A common rule for genealogists is that spelling does not count: usually, entering an alternate spelling of a surname into a search engine will point you to records for the ancestor you seek, as long as you know his or her parent(s), an approximate birth year, and a birthplace. However, while doing my own research, I have been hindered by the issue of variant spellings.
My grandmother Eleanor (Forry) McManus was a granddaughter of Patrick J. Forry and Hannah M. Crotty, both of whom emigrated to Boston in the 1880s from Ireland, from County Sligo and County Waterford respectively. The Crotty branch has not been hard to fill in, as I contacted an Englishman who is married to a granddaughter of Hannah’s niece. He has already made a family tree, from which I obtained information. The Forry branch, though, has been a different story, since the surname can be spelled so many ways when recorded phonetically.
[They] traveled down to their mother’s home village of Ballymacarbry in Waterford, where they enjoyed meeting their cousins and exploring the farm.
I knew some details of my Forry line, since my great-grandfather John F. Forry Sr. wrote a journal of a trip he took to Ireland in 1961 with his sister Kate. The journal was later typed by my grandmother, and a few weeks ago, my great-uncle Ed sent me a PDF of the typed version – all 26 pages. Eagerly, I read through it that night, looking for exactly where the Forry siblings went and which relatives they met. After a couple of days in Dublin, they traveled down to their mother’s home village of Ballymacarbry in Waterford, where they enjoyed meeting their cousins and exploring the farm.
Later, John and Kate made their way to County Sligo. First they spent part of a day in Sligo town, enjoying nearby tourist attractions like Mt. Ben Bulben and the burial ground of Irish poet William Butler Yeats. On the way to their next destination, they passed through the town of Ballymote, near their father’s birthplace. John knew that there were families with the surname Farry in Ballymote, and even noticed the name Farry on a couple of shop windows, but nobody was available to chat because the shops were closed. “Undoubtedly the same family as ours although we always spelled our name with an ‘o’ Forry,” he wrote.
Unfortunately for myself and other researchers interested in Ireland, Irish records are scant from before the Irish Civil War (1922–23). In 1922, the Irish Free State Army’s attack on the rebel-occupied Four Courts building in Dublin (home to the Irish Public Records Office) led to an explosion that destroyed nearly a thousand years of records and archives.
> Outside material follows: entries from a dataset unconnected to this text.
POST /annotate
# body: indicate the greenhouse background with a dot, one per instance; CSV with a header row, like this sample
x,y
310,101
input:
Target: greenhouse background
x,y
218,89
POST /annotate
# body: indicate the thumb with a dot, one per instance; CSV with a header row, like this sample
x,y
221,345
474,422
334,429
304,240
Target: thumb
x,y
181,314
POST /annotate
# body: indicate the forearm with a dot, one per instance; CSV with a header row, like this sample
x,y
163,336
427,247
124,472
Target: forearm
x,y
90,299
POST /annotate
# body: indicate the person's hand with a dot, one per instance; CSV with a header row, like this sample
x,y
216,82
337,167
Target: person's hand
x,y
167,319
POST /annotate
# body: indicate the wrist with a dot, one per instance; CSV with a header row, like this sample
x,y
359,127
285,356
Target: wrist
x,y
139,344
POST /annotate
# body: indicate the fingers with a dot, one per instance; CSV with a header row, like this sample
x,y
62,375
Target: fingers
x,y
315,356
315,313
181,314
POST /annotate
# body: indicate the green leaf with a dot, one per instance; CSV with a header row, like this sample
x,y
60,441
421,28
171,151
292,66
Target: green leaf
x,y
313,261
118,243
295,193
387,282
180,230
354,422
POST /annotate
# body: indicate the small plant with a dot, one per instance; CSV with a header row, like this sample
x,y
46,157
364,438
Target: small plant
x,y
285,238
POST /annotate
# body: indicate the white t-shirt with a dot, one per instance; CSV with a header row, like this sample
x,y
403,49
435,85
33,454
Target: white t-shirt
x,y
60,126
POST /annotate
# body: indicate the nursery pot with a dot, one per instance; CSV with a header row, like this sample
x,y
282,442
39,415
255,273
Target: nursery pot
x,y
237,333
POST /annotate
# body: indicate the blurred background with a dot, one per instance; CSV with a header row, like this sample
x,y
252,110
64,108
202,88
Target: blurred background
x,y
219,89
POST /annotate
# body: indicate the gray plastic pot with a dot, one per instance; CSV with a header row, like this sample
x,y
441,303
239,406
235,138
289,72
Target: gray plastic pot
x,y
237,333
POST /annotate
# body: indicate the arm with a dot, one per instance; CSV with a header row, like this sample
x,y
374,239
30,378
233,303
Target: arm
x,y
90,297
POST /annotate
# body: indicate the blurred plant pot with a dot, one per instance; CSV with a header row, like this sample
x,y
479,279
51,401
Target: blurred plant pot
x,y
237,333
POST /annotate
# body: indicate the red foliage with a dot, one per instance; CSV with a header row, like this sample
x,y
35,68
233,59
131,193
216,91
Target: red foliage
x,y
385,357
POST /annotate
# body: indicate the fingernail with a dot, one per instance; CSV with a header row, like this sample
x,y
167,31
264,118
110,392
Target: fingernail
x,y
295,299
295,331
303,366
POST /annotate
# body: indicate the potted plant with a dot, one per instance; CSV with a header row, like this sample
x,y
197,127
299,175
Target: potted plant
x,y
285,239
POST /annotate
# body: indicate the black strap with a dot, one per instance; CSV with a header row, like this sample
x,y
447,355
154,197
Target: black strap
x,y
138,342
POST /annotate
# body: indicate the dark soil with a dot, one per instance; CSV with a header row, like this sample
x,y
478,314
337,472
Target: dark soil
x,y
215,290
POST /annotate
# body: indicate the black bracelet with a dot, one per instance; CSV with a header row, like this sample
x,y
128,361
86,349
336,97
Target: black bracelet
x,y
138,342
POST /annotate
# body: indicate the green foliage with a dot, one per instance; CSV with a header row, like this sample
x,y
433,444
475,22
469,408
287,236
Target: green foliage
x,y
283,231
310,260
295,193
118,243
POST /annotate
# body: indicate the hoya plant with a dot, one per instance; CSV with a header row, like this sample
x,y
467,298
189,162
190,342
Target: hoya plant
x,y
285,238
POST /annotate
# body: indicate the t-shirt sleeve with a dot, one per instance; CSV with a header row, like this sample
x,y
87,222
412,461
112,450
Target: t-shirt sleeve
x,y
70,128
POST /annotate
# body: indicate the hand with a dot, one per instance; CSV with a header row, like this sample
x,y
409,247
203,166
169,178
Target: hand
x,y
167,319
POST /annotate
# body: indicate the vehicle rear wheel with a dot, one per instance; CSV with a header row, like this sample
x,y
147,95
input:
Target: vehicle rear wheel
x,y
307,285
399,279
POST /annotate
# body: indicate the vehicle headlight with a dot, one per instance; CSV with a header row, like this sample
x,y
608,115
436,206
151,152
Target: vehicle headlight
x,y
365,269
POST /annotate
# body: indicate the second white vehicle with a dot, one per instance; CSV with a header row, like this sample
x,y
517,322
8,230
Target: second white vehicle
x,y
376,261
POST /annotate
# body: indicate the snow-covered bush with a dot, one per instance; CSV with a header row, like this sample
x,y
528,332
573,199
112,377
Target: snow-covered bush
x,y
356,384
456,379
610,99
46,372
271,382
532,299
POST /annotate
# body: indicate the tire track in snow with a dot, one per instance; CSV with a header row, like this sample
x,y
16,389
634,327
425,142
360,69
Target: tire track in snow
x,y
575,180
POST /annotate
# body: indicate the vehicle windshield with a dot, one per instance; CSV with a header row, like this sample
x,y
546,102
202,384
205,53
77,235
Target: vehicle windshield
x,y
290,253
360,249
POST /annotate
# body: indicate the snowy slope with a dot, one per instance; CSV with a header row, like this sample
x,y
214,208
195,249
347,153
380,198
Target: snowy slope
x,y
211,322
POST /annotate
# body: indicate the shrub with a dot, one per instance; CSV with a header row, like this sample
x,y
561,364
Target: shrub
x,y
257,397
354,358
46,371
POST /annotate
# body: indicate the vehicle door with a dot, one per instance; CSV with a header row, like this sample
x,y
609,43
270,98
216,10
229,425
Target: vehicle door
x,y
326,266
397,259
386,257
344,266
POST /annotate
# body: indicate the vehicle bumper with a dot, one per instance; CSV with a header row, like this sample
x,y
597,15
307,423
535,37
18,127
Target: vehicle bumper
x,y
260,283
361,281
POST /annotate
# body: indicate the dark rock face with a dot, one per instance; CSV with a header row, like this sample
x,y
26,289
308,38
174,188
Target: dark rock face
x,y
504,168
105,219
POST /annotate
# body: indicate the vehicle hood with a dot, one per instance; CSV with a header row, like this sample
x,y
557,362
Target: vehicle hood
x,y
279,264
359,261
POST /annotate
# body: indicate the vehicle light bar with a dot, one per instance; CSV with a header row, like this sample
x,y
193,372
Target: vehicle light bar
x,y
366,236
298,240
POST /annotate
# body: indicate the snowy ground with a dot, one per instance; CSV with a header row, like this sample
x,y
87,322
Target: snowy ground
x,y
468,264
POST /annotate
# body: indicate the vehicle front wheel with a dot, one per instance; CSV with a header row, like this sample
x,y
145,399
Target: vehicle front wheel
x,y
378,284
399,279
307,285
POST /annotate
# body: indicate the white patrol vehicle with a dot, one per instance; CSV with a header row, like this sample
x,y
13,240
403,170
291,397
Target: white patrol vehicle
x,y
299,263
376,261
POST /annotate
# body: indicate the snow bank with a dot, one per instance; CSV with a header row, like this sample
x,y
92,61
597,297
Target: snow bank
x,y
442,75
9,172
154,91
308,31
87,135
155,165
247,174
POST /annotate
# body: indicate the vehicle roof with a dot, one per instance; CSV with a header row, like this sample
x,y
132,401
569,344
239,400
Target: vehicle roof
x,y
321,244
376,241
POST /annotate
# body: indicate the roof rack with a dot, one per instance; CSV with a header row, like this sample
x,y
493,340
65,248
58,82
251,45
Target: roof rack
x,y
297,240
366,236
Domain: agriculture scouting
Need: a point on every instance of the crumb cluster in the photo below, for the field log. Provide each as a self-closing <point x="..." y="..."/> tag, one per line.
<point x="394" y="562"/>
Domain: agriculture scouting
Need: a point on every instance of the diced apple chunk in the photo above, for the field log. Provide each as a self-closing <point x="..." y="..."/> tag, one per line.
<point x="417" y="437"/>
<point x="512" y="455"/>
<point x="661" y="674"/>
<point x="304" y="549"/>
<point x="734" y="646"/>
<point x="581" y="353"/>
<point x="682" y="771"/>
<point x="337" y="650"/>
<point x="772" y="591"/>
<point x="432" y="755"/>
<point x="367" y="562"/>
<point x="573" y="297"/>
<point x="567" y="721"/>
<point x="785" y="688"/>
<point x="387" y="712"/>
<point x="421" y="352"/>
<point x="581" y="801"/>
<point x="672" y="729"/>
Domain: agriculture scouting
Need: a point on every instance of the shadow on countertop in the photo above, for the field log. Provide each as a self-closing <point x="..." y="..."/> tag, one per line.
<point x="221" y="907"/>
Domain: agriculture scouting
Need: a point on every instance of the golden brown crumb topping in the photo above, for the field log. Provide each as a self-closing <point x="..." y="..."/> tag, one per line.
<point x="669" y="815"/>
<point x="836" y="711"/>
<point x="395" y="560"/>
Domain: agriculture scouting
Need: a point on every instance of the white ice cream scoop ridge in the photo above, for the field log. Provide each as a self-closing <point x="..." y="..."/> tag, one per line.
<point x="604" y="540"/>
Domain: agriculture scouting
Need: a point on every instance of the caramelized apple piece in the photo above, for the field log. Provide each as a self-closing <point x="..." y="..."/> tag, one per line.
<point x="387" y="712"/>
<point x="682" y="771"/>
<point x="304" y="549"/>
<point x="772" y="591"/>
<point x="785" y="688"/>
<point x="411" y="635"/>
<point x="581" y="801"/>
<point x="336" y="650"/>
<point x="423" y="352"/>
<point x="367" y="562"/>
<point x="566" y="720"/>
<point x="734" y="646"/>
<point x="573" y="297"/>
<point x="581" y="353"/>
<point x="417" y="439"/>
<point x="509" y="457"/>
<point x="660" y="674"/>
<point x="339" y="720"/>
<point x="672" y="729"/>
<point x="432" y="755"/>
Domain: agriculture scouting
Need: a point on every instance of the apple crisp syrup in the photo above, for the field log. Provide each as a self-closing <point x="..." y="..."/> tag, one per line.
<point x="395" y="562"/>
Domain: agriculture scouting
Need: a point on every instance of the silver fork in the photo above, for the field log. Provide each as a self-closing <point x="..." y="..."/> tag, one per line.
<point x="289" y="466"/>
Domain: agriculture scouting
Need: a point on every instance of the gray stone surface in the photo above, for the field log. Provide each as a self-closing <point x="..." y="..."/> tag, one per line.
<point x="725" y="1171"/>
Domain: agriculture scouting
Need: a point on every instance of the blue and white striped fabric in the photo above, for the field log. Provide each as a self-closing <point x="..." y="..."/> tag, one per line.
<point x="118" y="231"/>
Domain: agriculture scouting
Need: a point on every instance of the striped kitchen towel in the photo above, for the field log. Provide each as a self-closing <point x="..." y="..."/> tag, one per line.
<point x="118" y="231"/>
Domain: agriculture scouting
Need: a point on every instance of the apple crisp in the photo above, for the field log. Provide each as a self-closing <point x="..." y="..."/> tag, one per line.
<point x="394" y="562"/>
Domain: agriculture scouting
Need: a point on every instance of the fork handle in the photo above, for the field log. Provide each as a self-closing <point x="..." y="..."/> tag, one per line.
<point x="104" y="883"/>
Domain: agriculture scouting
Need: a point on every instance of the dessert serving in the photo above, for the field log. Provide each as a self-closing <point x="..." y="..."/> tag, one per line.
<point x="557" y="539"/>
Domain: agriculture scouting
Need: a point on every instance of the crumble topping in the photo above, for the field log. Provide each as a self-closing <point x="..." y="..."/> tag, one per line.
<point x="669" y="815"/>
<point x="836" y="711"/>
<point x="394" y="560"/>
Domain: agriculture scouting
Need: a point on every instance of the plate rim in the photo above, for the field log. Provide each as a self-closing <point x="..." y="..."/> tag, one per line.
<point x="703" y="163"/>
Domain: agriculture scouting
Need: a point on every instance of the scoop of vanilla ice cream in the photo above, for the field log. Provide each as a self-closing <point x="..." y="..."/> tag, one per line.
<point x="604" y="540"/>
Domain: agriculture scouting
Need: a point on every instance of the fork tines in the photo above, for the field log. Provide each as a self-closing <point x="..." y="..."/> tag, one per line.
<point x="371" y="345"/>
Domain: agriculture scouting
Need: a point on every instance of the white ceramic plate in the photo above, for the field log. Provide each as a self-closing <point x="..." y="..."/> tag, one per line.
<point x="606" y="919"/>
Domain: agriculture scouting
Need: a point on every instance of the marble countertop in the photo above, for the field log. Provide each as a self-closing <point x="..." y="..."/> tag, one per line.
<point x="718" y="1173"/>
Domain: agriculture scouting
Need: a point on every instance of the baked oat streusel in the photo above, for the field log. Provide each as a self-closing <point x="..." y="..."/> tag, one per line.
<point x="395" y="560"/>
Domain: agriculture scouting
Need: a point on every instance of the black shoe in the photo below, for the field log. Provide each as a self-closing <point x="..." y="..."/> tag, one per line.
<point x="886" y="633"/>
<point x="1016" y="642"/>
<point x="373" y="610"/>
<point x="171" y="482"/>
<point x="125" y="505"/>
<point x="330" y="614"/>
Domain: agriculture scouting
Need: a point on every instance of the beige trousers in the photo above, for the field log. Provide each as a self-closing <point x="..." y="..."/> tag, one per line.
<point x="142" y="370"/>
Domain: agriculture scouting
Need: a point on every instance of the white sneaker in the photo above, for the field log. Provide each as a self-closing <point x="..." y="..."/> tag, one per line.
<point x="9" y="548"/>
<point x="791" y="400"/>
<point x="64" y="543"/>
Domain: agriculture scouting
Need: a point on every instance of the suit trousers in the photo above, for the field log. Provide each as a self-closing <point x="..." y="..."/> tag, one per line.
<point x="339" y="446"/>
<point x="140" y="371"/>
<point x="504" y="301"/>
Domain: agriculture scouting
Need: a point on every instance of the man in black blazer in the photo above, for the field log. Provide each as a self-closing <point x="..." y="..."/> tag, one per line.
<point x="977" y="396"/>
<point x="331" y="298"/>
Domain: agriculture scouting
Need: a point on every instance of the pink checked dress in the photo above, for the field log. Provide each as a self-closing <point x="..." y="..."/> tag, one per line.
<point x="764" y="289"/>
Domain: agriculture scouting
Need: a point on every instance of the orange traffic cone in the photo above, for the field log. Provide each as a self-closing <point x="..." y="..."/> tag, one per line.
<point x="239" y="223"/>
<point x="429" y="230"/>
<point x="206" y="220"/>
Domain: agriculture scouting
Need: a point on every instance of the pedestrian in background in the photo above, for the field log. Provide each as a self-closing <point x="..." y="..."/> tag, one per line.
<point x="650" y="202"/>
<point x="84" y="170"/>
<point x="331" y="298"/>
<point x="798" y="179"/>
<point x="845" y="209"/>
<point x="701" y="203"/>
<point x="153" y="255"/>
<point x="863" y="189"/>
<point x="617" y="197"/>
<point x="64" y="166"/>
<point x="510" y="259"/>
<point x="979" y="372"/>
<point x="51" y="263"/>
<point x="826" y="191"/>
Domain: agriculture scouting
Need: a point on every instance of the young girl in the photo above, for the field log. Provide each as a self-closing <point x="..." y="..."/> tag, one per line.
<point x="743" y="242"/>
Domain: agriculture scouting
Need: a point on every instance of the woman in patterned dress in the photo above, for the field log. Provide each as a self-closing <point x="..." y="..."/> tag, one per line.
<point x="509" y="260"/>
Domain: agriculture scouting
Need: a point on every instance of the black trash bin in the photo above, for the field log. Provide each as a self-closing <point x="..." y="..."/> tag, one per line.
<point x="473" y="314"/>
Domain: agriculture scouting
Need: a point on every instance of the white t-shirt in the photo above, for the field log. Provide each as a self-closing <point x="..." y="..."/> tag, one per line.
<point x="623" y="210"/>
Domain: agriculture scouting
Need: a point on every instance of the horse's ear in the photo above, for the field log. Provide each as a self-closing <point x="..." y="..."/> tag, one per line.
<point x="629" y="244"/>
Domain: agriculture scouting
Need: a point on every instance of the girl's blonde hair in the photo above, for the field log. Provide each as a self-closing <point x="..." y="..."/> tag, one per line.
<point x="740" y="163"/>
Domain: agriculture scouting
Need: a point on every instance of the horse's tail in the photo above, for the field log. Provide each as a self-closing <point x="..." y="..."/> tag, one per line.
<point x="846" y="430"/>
I have worked around this by searching for the names of my ancestors on the select list of Irish births and baptisms and the Catholic parish register entries on Ancestry. For researchers with Catholic ancestors, it is good to start by finding out which of the Irish counties the ancestors came from (and also the city, town, or village, if possible) and then search for their names in the parish records within the county.
Farry and Forry sound very similar when pronounced with an Irish accent and there is always the possibility of illiteracy in the family; the distinction has kept me from discovering much about Patrick’s family. (He was generally known as PJ Forry.) I believe, based on messages with an Ancestry member who lives in Sligo, that PJ had a brother named Thomas. The 1911 Ireland census lists Thomas as Thomas Farry, and according to the member’s tree, Thomas’s son Mark emigrated to America. An index to the Boston Passenger Lists says he arrived in 1927 under the name Mark Farry, but I know he later went by Mark Forry.
Farry and Forry sound very similar when pronounced with an Irish accent…
Meanwhile, PJ is listed in United States records as Patrick J. Forry, and he signed his naturalization record as such. At this point, I am not sure whether PJ’s parents (John and Margaret, according to PJ’s marriage record) went by Forry or Farry in Ireland. In my Forry family tree, I list PJ’s father as John Farry/Forry in an attempt to get relevant results. However, they are hard to find, because the surname Farry is common in County Sligo and surrounding areas, and I do not know Margaret’s maiden name or either of their birth dates.
It is hard to know whether an ancestor chose to change their name or whether the name was misspelled at any point upon entry for public records. But despite the frustration, genealogists need to think outside the box and keep trying to find out as much about the ancestor’s family members as possible. The only way to break through a brick wall is to find information, bit by bit.